Au cours de ses travaux sous la direction de la neuropsychologue Maryse Lassonde, le chercheur s’est basé sur l’observation minutieuse de 52 joueurs de football de niveau universitaire qui avaient subi au moins une commotion cérébrale durant l’été 2004. Suivis pendant plusieurs mois après les incidents, les joueurs se sont prêtés à des tests neurocognitifs et à des séances d’imagerie médicale.

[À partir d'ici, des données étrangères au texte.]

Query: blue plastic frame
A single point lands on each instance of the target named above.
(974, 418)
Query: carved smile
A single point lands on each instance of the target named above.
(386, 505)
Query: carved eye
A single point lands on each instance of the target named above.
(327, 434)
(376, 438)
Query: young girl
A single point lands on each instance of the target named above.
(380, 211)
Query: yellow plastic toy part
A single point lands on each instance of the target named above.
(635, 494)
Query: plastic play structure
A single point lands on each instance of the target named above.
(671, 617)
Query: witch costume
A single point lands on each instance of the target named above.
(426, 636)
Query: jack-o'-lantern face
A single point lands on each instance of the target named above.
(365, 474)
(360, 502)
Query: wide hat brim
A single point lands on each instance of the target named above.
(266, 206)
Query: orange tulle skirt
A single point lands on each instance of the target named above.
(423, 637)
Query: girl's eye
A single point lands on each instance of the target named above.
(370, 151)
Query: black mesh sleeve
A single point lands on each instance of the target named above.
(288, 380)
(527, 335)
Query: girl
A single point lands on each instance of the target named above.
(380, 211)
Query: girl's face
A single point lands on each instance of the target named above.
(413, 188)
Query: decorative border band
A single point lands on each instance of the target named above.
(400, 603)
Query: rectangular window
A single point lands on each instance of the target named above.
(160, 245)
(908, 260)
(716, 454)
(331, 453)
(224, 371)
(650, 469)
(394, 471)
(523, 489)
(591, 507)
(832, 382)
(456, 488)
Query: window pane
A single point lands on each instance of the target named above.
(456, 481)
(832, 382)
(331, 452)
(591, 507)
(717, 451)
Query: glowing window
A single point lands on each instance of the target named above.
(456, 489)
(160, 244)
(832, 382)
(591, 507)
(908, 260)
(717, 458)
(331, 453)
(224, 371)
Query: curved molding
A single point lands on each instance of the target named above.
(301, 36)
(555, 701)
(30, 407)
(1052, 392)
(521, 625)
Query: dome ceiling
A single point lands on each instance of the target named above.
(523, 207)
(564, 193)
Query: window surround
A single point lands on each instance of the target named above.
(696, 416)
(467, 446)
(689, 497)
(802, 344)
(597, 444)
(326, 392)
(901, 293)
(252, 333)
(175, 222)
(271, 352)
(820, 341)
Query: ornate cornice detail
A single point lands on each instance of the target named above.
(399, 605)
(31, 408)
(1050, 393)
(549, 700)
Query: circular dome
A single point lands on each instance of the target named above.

Même si tous les sujets paraissaient asymptomatiques (c’est ce qu’indiquait la batterie de tests la plus couramment utilisée), des failles ont été révélées dans le fonctionnement de leur cerveau plusieurs mois après le choc. En plus de présenter un électroencéphalogramme significativement modifié après l’incident, les victimes de commotions cérébrales souffraient de certaines anomalies du fonctionnement du système moteur. «Il faudrait revoir les tests employés pour effectuer le suivi des athlètes afin de gérer leur retour au jeu, car ces tests ne sont pas assez sensibles pour reconnaitre les séquelles des commotions cérébrales», estime M. de Beaumont.

Commentant cette étude, un autre chercheur de l’Université, Dave Ellemberg, neuropsychologue et professeur adjoint au Département de kinésiologie, s’est réjoui des travaux entrepris par Louis de Beaumont parce qu’ils permettront «de mieux évaluer les protocoles de retour au jeu après les commotions cérébrales».

M. Ellemberg – ainsi que Suzanne Leclerc, médecin à la Clinique de médecine sportive du CEPSUM – font passer des tests aux joueurs de football des Carabins qui subissent des commotions cérébrales. Le retour au jeu de ces joueurs est surveillé de près, il va sans dire. Le joueur qui subit un choc à la tête au cours d’un match se retire pour toute la durée du match. Et il ne fera de nouveau partie de l’équipe qu’après avoir fourni un effort physique sans qu’aucun des symptômes – maux de tête, nausées, étourdissements, flashs – liés à la commotion soit apparu.

Une nouvelle maladie?

Louis de Beaumont est lui-même un ancien sportif de haut niveau – il a joué au hockey jusqu’au rang junior en Ontario. Il s’intéresse aux commotions cérébrales depuis qu’il en a été victime à l’âge de 16 ans.

Avec l’aide de sa directrice et du professeur Hugo Théoret, un spécialiste de l’application de la stimulation magnétique transcrânienne, il a été le premier à se servir de cette technique afin d’évaluer le fonctionnement du système moteur des victimes de commotions cérébrales. Deux électrodes placées entre le pouce et l’index permettent de calculer l’intensité de la contraction musculaire et le temps écoulé entre la stimulation et le mouvement. «Nous avons noté des déficits importants dans le fonctionnement du système de communication interneuronal dans le cerveau des victimes de chocs à la tête», résume-t-il.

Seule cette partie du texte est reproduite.